Staffing problems in early years and childcare are only “likely to get worse,” Neil Leitch, the chief executive of the Early Years Alliance tells i.
He says that it is “difficult” to see how the current nursery and pre-school provision can “accommodate” the expansion of free childcare, adding that it “remains a massive challenge”.
“Until you get a professionalisation, a moving of status and respect for early years, it’s difficult to see that anything will change,” he says, adding that staff are “paid a pittance for such a demanding, professional job”.
“These are people that educate our children at the most influential stage of their life. You need to create good citizens for the future, kind, empathetic people. Get that right, they’ll be higher tax payers, cost us less on crime. This isn’t just a childcare role, there’s a much wider social responsibility.”
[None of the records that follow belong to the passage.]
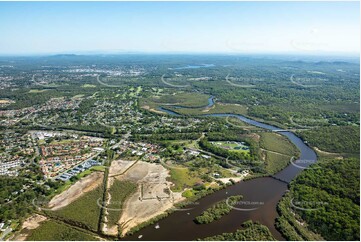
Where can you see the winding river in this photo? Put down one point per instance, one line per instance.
(260, 198)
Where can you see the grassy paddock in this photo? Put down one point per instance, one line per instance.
(51, 231)
(84, 210)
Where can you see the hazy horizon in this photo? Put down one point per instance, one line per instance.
(42, 28)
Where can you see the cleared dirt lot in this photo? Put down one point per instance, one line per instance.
(82, 186)
(153, 196)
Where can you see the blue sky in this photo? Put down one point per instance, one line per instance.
(59, 27)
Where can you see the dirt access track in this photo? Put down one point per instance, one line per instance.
(152, 198)
(82, 186)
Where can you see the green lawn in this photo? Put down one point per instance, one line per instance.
(119, 192)
(56, 231)
(84, 210)
(181, 99)
(232, 146)
(182, 179)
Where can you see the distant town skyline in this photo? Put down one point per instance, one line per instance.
(179, 27)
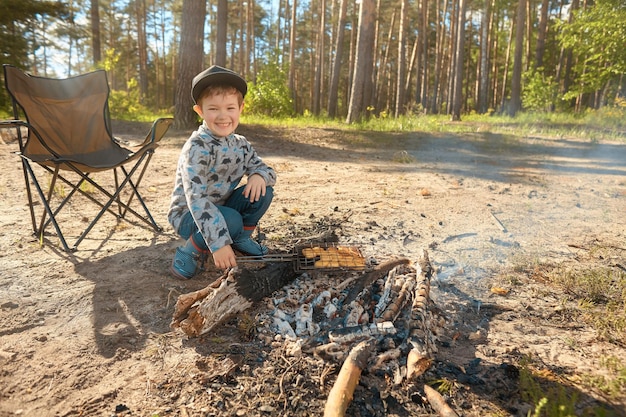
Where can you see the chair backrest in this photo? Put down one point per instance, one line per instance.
(71, 116)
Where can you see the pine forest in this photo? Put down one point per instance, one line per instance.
(343, 59)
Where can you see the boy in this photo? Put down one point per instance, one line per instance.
(208, 207)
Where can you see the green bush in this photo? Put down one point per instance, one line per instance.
(269, 95)
(540, 91)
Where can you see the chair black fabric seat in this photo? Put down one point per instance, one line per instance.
(69, 130)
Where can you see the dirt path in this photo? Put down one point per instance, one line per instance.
(88, 333)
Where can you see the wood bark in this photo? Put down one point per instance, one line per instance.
(438, 403)
(342, 391)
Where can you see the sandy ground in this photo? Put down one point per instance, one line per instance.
(87, 333)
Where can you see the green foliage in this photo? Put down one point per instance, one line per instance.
(125, 105)
(269, 95)
(596, 38)
(14, 22)
(540, 91)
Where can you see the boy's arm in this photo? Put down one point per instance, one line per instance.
(255, 165)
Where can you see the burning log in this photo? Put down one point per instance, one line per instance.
(341, 394)
(420, 333)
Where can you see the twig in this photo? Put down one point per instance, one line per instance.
(498, 222)
(282, 378)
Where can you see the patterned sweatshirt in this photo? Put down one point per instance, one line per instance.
(209, 169)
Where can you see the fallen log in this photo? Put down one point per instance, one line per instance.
(438, 403)
(234, 292)
(342, 391)
(420, 333)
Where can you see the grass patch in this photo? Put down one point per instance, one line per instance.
(593, 126)
(592, 292)
(599, 294)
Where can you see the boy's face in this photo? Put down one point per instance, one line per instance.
(220, 112)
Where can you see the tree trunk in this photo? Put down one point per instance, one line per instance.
(485, 40)
(363, 62)
(402, 29)
(221, 29)
(95, 32)
(292, 54)
(192, 51)
(142, 48)
(460, 53)
(333, 93)
(505, 71)
(516, 78)
(541, 35)
(319, 58)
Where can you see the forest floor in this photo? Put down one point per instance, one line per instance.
(88, 333)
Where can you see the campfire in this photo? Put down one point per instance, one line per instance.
(376, 320)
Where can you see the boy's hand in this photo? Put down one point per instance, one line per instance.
(255, 188)
(224, 257)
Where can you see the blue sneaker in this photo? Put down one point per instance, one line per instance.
(185, 263)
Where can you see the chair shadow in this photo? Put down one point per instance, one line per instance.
(134, 295)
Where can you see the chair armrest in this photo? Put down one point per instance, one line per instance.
(158, 130)
(13, 123)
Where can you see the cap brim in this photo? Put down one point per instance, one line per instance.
(221, 78)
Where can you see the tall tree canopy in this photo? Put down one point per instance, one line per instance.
(414, 57)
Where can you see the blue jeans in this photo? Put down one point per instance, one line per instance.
(238, 212)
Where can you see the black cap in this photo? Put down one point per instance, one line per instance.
(216, 75)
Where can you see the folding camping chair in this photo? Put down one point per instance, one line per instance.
(68, 130)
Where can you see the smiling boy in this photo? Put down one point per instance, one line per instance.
(209, 207)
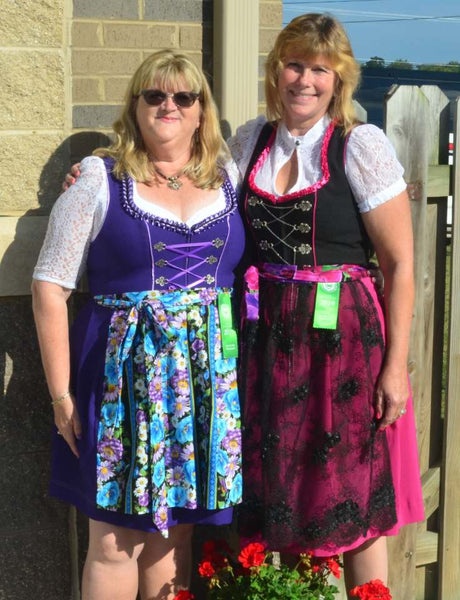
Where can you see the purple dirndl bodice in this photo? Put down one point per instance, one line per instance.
(157, 397)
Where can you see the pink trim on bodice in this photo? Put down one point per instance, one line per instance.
(310, 190)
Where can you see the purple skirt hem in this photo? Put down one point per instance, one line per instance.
(176, 516)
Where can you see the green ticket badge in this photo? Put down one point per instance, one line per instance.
(326, 306)
(229, 338)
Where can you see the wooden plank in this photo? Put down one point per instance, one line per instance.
(438, 181)
(430, 484)
(450, 476)
(427, 548)
(361, 112)
(405, 108)
(438, 125)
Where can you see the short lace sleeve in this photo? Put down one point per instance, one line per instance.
(373, 171)
(242, 143)
(74, 222)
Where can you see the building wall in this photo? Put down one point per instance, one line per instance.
(64, 65)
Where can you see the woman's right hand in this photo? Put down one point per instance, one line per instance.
(67, 421)
(71, 177)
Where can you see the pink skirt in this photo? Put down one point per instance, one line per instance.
(319, 475)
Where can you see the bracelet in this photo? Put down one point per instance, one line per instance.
(61, 398)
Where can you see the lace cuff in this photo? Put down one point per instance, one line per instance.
(75, 220)
(372, 169)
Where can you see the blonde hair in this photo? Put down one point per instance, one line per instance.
(208, 151)
(308, 36)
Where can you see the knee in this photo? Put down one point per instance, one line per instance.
(115, 547)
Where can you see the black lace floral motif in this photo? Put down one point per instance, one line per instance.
(285, 342)
(300, 393)
(321, 454)
(348, 389)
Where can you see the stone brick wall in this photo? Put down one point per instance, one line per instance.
(110, 39)
(64, 65)
(271, 19)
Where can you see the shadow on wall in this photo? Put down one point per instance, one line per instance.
(35, 556)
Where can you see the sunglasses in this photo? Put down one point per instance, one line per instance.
(181, 99)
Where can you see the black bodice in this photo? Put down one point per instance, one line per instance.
(317, 226)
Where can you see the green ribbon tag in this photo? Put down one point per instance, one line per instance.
(229, 338)
(326, 306)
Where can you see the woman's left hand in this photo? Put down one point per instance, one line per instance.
(391, 395)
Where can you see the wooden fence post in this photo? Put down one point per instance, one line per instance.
(449, 558)
(407, 122)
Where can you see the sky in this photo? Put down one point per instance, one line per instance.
(421, 31)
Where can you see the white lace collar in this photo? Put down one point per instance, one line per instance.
(288, 141)
(308, 153)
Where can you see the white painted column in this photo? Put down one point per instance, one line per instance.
(236, 57)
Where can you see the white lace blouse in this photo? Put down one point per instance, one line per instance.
(372, 169)
(78, 215)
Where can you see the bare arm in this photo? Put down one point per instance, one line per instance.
(390, 229)
(50, 312)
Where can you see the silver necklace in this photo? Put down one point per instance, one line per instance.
(173, 180)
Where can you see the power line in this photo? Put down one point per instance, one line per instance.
(380, 15)
(447, 19)
(326, 2)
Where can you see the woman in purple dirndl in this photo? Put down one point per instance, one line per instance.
(147, 438)
(329, 442)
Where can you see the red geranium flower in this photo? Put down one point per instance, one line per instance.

Sarah Ronan, the director of the Early Education and Childcare Coalition, is calling for an early education and childcare funding review body to ensure that wages keep up with the cost of living.
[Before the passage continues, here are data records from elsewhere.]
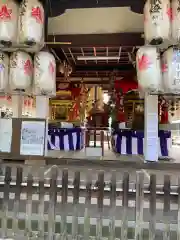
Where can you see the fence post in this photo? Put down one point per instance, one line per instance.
(64, 194)
(52, 203)
(87, 224)
(100, 186)
(41, 192)
(124, 227)
(152, 206)
(5, 200)
(112, 207)
(17, 201)
(76, 189)
(28, 227)
(139, 205)
(167, 190)
(178, 219)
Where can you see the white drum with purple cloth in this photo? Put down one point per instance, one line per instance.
(66, 139)
(132, 142)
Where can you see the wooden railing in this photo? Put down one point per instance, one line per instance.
(57, 203)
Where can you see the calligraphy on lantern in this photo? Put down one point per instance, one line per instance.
(177, 73)
(29, 136)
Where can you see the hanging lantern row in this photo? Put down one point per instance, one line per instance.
(161, 21)
(158, 74)
(21, 23)
(19, 73)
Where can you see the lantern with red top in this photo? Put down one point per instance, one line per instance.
(9, 11)
(44, 74)
(4, 72)
(149, 69)
(157, 18)
(171, 70)
(175, 20)
(31, 23)
(21, 72)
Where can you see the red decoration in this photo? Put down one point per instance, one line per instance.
(37, 14)
(5, 13)
(164, 67)
(170, 13)
(74, 114)
(28, 67)
(143, 62)
(125, 85)
(25, 102)
(51, 68)
(9, 98)
(75, 92)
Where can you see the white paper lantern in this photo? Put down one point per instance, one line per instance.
(21, 71)
(4, 71)
(171, 70)
(157, 17)
(175, 24)
(44, 74)
(31, 22)
(149, 69)
(8, 21)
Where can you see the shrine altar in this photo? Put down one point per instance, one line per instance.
(132, 142)
(66, 139)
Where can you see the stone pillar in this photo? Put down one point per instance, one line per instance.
(17, 101)
(42, 111)
(151, 140)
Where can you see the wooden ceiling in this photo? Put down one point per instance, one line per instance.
(70, 47)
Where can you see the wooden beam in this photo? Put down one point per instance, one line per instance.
(57, 7)
(96, 40)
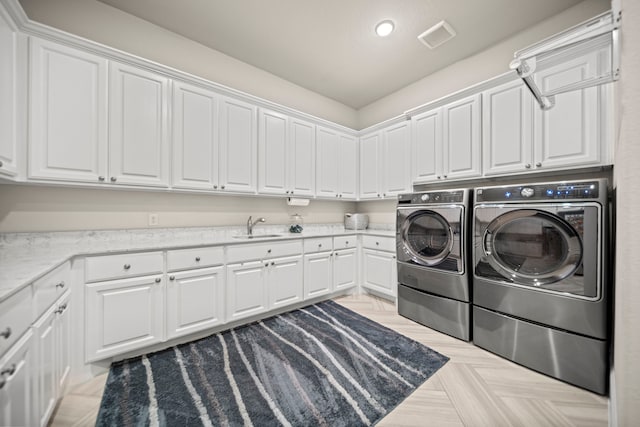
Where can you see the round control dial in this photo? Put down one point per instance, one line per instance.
(527, 192)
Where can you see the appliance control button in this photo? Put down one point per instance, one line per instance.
(527, 192)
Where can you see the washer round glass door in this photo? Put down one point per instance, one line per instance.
(532, 247)
(427, 237)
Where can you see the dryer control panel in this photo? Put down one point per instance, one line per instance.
(547, 191)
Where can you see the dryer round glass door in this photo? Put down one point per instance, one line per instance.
(427, 237)
(532, 247)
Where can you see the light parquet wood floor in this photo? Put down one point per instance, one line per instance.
(474, 389)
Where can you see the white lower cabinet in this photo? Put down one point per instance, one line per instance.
(53, 349)
(16, 385)
(246, 290)
(318, 274)
(285, 281)
(123, 315)
(195, 300)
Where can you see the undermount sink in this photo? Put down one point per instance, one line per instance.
(256, 236)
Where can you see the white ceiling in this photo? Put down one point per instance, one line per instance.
(329, 46)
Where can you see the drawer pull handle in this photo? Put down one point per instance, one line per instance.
(6, 333)
(9, 371)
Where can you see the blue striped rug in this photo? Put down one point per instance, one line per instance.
(322, 365)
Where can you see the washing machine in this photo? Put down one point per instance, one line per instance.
(432, 260)
(541, 277)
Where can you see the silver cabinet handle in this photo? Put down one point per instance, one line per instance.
(6, 333)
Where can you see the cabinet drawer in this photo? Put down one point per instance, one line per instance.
(261, 251)
(119, 266)
(50, 287)
(15, 317)
(183, 259)
(320, 244)
(377, 242)
(345, 242)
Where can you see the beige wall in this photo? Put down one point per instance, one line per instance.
(626, 377)
(104, 24)
(475, 69)
(36, 208)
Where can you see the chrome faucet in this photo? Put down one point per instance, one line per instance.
(251, 224)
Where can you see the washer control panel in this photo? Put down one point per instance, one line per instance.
(548, 191)
(434, 197)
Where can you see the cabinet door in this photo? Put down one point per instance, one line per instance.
(427, 146)
(285, 281)
(396, 152)
(348, 164)
(46, 352)
(318, 277)
(345, 269)
(379, 270)
(238, 146)
(462, 139)
(246, 290)
(328, 150)
(507, 132)
(568, 134)
(272, 152)
(138, 128)
(195, 137)
(9, 91)
(67, 114)
(302, 159)
(195, 300)
(369, 166)
(16, 385)
(123, 315)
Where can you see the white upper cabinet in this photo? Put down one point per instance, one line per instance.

She also stresses the importance of training and progression, adding that staff “love what they do and want to keep getting better at it” but “many providers simply cannot afford to release their staff to go on training.
“This is not just about recruitment and getting more bodies in, it is about retention and retaining the experience and the quality already in the sector,” as more experienced staff are more equipped to spot when a child has special educational needs, for example.
“The working conditions of early years professionals are the learning conditions of our children,” she adds, describing the sector as “the Cinderella of the education system”.
She calls the Government’s plan to establish 3,300 nurseries in childcare deserts “encouraging,” but adds: “People working in the sector do have concerns: will we see a bleeding of the primary school curriculum into early years? Are they suitable buildings for a nine-month-old? How can we repurpose classrooms?”
She adds that it is “great to have 3,300 new nurseries, but how do you staff them?”
Mr Leitch also noted that “the reason they are childcare deserts is because it is almost impossible to financially operate in those sectors.
“We as an organisation operate 41 settings ourselves, exclusively in areas of deprivation” on a not-for-profit basis “This time five years ago we operated 132. If we can’t make it pay, how can any conventional private operator make it work?
“We have an infrastructure that’s out there. We have an organisation like ours that could have operated in schools had there been adequate funding. What I haven’t seen enough of yet is how Government will look to use the private, voluntary and independent (PVI) sector to support these 3,300 nurseries.”
A Department for Education spokesperson said: “This government sees the early years as more than just childcare: it is central to our mission to break down barriers to opportunity and give every child the best start in life.
“Over the coming weeks and months we will set out plans for reform, and have already begun completely resetting relationships and ways of working with the early years sector, so they feel supported and valued.
“We will engage closely with schools, local authorities and private, voluntary and independent providers as we begin to deliver the new nursery places we know are so desperately needed.”